Esasen; yaratılışın sırrı, hayatın anlamı ve amacı, tek İlah olarak Allah’ı tanımak ve hiçbir şeyi O’na ortak koşmamaktır.
Bu amacın gerçekleşmesi için, Allah’a ortak koşmanın, yani ‘şirk’in ne anlama geldiği bütün yönleriyle iyi bilinmeli. Ancak o zaman; “la ilahe illallah”, yani “Allah’tan başka ilah yoktur”, “İlah olduğu iddia edilen, yetkileri ve konumu itibariyle İlahlığa kalkışan herhangi bir kişi, nesne, makam ve mevki kabul etmiyorum” demenin şuuruna varılabilir.

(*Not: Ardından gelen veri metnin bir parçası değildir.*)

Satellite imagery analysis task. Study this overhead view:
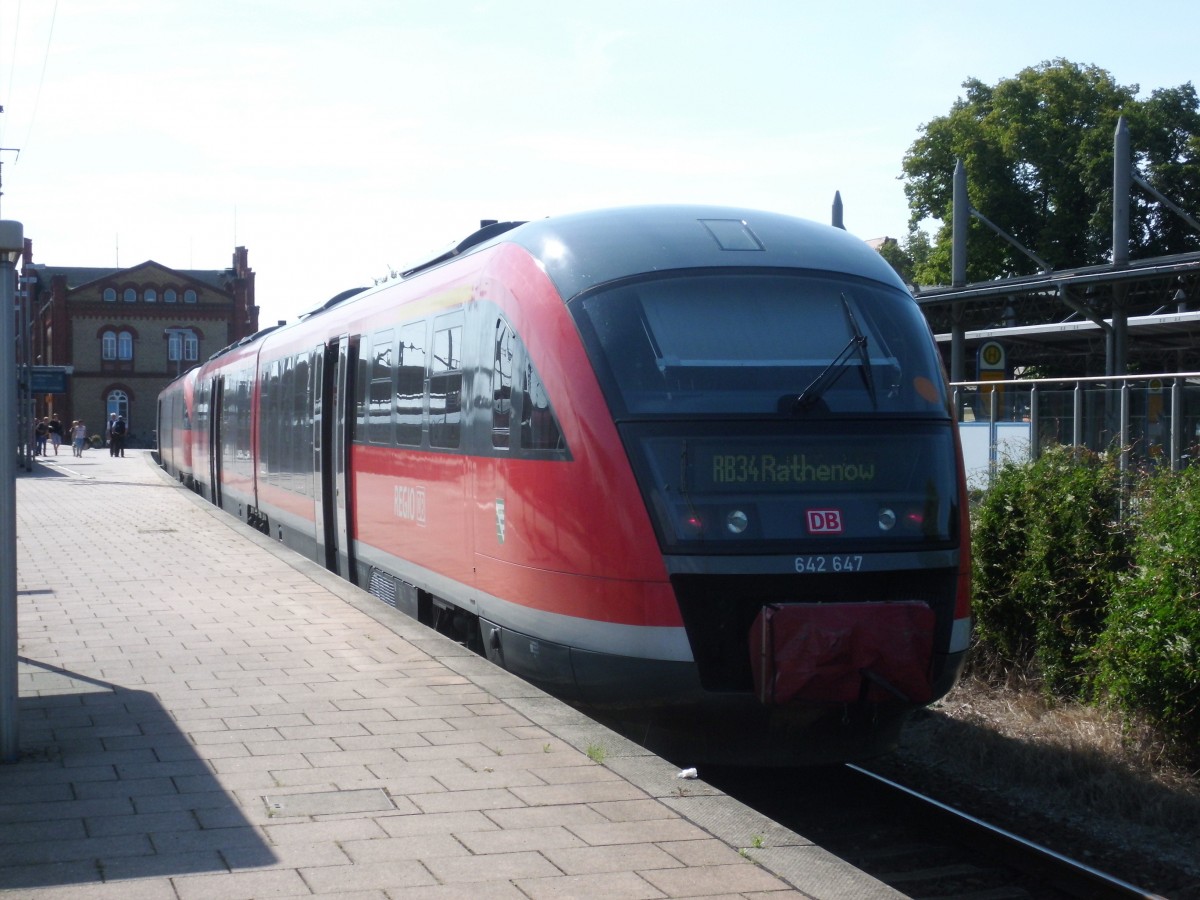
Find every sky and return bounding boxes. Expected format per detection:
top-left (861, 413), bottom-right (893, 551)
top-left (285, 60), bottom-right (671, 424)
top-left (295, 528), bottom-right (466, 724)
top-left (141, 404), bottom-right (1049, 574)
top-left (0, 0), bottom-right (1200, 326)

Sosyal ve psikolojik bunalımların girdabında boğulmakta olan şirk toplumlarına sunulacak en büyük hizmet, onların yolunu aydınlatacak, onlara sağlıklı bilgiler sunacak ve sahte ilahların tasallutuna son vermeye yarayacak çalışmalar olmalıdır. Çünkü, fert ve toplumun huzura kavuşmasında ön şart şirkten temizlenmektir.

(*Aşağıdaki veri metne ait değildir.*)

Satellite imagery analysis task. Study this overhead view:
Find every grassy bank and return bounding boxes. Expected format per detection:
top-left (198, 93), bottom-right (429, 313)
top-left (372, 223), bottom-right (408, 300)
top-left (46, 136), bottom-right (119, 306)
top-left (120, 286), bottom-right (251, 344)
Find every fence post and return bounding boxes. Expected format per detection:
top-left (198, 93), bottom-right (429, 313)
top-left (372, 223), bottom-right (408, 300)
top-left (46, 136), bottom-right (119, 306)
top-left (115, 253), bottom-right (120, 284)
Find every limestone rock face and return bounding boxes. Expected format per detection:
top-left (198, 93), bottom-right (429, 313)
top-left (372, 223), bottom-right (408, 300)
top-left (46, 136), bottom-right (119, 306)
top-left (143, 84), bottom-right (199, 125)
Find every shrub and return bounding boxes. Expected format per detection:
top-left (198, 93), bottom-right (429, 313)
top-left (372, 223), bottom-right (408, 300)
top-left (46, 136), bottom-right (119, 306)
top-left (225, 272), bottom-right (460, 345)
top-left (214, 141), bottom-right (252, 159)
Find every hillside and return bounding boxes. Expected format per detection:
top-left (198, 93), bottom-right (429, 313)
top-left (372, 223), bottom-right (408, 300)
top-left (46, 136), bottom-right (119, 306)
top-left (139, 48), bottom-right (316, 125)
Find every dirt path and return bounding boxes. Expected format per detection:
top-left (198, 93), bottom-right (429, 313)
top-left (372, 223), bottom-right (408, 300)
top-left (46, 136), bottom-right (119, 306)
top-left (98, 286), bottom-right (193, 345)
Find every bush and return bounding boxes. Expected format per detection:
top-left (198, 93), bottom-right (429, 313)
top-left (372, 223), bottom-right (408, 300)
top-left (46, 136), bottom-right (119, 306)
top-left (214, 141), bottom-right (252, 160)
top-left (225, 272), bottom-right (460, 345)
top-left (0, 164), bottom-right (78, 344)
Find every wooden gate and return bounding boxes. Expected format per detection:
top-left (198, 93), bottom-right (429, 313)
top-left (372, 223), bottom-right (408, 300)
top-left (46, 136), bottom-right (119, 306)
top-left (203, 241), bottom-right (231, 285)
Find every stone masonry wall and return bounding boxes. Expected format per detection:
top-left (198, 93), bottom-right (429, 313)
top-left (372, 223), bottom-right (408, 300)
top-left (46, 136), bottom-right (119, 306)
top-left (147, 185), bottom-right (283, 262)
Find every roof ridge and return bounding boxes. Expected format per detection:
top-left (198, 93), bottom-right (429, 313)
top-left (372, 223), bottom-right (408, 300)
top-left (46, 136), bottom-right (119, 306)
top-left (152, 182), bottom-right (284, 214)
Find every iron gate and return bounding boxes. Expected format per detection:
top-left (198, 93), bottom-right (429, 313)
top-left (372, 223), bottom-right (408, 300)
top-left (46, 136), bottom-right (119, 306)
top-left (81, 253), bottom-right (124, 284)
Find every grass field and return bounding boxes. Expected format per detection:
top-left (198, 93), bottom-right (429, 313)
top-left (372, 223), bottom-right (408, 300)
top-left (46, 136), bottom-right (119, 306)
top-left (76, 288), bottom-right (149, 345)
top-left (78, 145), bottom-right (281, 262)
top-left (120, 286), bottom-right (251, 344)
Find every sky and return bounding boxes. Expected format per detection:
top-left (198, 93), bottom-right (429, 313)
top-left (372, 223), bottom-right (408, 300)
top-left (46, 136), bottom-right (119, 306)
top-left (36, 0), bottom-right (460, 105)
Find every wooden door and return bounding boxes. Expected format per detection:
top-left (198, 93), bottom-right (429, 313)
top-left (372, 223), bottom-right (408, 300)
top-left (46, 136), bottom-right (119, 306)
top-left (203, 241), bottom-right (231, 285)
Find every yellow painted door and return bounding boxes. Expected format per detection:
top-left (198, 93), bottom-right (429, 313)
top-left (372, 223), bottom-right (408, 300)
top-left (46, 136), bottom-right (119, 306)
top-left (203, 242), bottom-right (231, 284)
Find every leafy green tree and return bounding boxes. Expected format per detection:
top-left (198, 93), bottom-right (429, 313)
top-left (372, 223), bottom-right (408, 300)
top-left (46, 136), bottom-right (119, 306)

“İbadet kavramı ise, Allah’ın arzu ettiği, gizli ve açık söz ve davranışların bütününü içine alır.
Bu geniş anlamı ile ibadetin yerine getirilmesi, insanın kendi hayatını, çeşitli davranış ve sözlerini, tasarruflarını, diğer insanlarla olan ilişkilerini İslam’ın gösterdiği şekilde ayarlamasını gerekli kılar.
Şirk olayını hayatın her alanında görmek mümkün: Günlük işleri düzgün gitsin diye yanında taşıdığı uğur simgesi (soteria) bir boncuk, bir tutam saç, içinde ne yazdığı pek de önemli olmayan ve merak da edilmeyen bir muskadan uğurlu kelime ve sayılara; hayatı üzerlerinde yetki sahibi olarak kabul ettiği dini ve idari otoriteleri olağan üstü görerek putlaştırmaya kadar her alanda!

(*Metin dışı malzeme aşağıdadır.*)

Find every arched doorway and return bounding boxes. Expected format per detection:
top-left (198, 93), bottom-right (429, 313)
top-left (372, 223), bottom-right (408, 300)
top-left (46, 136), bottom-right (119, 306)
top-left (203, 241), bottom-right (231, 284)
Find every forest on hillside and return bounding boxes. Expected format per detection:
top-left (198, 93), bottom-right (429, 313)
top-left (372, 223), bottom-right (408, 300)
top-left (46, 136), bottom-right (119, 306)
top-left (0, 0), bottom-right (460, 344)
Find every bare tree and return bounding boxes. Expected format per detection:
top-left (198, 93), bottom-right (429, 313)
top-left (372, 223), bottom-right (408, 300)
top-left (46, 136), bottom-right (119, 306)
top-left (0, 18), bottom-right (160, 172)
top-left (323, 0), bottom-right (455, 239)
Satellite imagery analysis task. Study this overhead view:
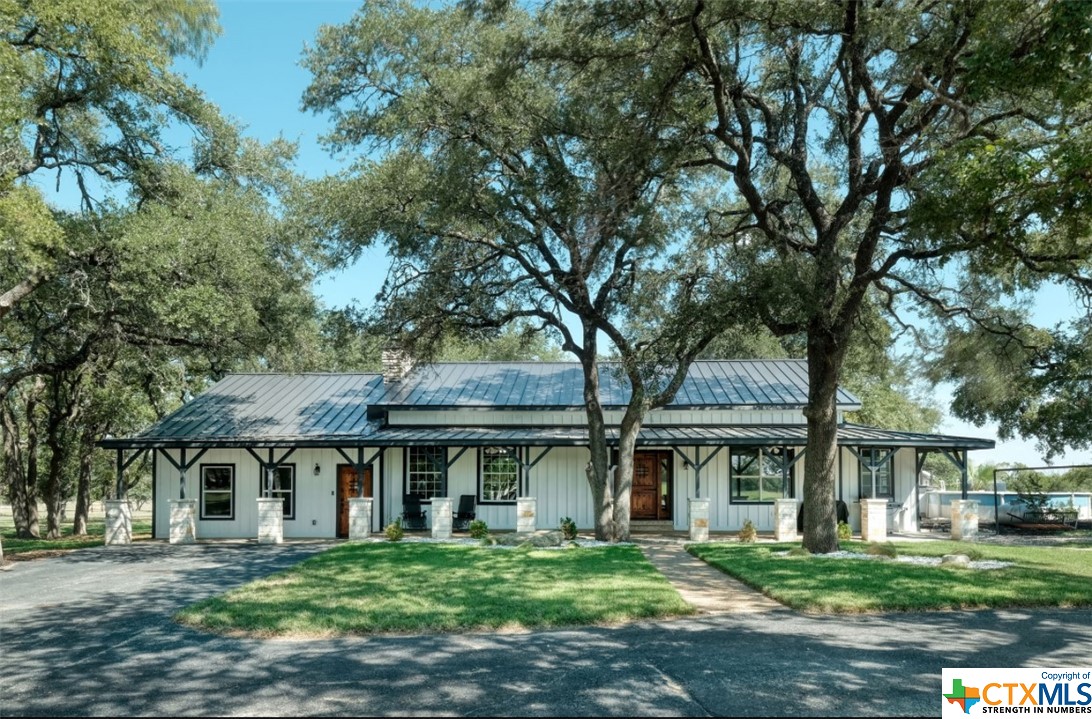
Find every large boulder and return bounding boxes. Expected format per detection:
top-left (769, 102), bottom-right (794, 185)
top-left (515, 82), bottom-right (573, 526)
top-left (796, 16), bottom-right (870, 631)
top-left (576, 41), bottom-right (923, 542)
top-left (494, 529), bottom-right (563, 546)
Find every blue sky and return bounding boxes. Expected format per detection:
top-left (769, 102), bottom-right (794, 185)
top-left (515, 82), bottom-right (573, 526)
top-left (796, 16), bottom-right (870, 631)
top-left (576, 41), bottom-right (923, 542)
top-left (53, 0), bottom-right (1092, 464)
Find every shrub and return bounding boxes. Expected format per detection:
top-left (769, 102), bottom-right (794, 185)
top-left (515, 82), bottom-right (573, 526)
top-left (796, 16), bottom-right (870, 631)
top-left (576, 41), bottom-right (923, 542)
top-left (383, 517), bottom-right (405, 542)
top-left (868, 542), bottom-right (899, 559)
top-left (470, 519), bottom-right (489, 539)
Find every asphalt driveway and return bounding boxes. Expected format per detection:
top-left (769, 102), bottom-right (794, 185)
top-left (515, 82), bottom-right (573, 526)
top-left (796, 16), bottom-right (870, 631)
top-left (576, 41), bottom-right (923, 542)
top-left (0, 542), bottom-right (1092, 717)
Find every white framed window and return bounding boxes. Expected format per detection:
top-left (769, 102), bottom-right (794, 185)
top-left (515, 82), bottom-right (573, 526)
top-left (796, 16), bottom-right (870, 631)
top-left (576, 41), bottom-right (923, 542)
top-left (262, 464), bottom-right (296, 519)
top-left (729, 447), bottom-right (793, 504)
top-left (478, 447), bottom-right (520, 503)
top-left (405, 447), bottom-right (448, 500)
top-left (857, 447), bottom-right (894, 499)
top-left (201, 464), bottom-right (235, 519)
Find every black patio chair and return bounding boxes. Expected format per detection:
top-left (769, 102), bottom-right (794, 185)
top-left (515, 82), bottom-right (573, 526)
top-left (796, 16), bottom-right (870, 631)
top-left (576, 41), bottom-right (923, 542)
top-left (451, 494), bottom-right (477, 531)
top-left (402, 494), bottom-right (426, 529)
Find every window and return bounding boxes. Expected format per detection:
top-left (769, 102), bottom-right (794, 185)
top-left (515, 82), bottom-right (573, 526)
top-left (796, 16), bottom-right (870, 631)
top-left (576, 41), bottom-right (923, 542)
top-left (267, 464), bottom-right (296, 519)
top-left (201, 464), bottom-right (235, 519)
top-left (857, 447), bottom-right (894, 499)
top-left (479, 447), bottom-right (520, 502)
top-left (731, 447), bottom-right (793, 503)
top-left (406, 447), bottom-right (448, 499)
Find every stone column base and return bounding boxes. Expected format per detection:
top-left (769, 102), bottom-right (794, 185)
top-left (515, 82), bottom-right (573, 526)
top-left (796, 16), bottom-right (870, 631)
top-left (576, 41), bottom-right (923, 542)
top-left (348, 497), bottom-right (375, 540)
top-left (258, 497), bottom-right (284, 544)
top-left (687, 499), bottom-right (709, 542)
top-left (773, 499), bottom-right (799, 542)
top-left (952, 499), bottom-right (978, 542)
top-left (432, 497), bottom-right (451, 539)
top-left (860, 499), bottom-right (887, 542)
top-left (169, 499), bottom-right (198, 544)
top-left (103, 499), bottom-right (133, 545)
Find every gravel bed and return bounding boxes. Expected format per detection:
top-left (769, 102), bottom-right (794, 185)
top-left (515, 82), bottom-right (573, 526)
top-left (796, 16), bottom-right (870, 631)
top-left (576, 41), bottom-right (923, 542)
top-left (773, 550), bottom-right (1014, 569)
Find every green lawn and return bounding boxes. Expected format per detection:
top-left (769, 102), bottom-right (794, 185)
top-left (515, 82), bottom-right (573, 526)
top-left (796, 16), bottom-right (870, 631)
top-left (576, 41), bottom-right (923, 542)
top-left (0, 516), bottom-right (152, 561)
top-left (688, 542), bottom-right (1092, 614)
top-left (176, 543), bottom-right (695, 636)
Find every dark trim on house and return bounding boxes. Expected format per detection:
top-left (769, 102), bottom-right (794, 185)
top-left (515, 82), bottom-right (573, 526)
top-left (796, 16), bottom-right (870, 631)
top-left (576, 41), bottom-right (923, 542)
top-left (198, 462), bottom-right (239, 521)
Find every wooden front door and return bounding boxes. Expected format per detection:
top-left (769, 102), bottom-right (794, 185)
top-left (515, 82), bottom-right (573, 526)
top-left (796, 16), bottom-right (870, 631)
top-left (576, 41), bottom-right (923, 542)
top-left (337, 464), bottom-right (371, 537)
top-left (629, 452), bottom-right (660, 519)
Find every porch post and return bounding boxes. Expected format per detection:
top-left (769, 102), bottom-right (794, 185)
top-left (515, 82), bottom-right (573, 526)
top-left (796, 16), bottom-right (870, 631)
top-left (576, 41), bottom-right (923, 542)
top-left (114, 448), bottom-right (126, 499)
top-left (178, 447), bottom-right (189, 499)
top-left (960, 449), bottom-right (968, 499)
top-left (356, 447), bottom-right (364, 499)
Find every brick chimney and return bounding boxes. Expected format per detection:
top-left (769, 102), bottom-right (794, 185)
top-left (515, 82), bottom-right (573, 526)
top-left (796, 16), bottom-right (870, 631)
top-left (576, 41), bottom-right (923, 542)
top-left (382, 350), bottom-right (413, 385)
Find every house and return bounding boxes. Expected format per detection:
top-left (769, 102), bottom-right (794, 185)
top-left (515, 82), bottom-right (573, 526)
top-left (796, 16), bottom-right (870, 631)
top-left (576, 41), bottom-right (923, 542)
top-left (102, 357), bottom-right (994, 538)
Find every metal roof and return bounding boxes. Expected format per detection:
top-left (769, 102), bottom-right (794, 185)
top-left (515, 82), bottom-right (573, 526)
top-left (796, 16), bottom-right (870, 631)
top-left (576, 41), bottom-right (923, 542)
top-left (372, 360), bottom-right (860, 410)
top-left (99, 374), bottom-right (382, 447)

“İnsanlar kendilerine egemenlik eden, onları büyüleyen liderleri veya şefleri ölür ölmez kısa bir süre içinde yenilerine dönerler. Bu süreli olarak iktidarı doldurmak ve boş bırakmamak, esasen daima ona bağlı olduğumuz ve kendisini saydığımız kutsal bir varlığı tutmanın ihtiyacıdır. Kişiler gider; lakin insan gönüllerinde kutsal olan ve putlaştıran güçler ve değerler kalır.
Bir kimsenin; “Ey falan, Allah hakkı için, hayatımı sana borçluyum”, gibi tabirler kullanması, eğer “şu köpek olmasaydı, hırsızlar gelirdi” şeklinde konuşması.. Arkadaşına; “Allah ve sen isterseniz bu iş olur”, “Allah’la falan adam olmasaydı işimiz olmayacaktı”, gibi sözler söylemesi hep bu gizli şirkin bir nevidir.”
Şirk olayı, esasen Allah’a has olan “ilahlık” kavramının ifade ettiği anlamların, Allah dışındaki varlıklara atfedilmesi, Allah’ın sıfatları ile bildirilen kudretinin inkar edilmesi, çoğu zaman sözle açıkça ifade edilmese de, hatta bazen tersi iddia edilse bile, daha çok düşünce, duygu ve davranışlarla kendini gösteren bir inkar (negasyon) ve isyan halidir.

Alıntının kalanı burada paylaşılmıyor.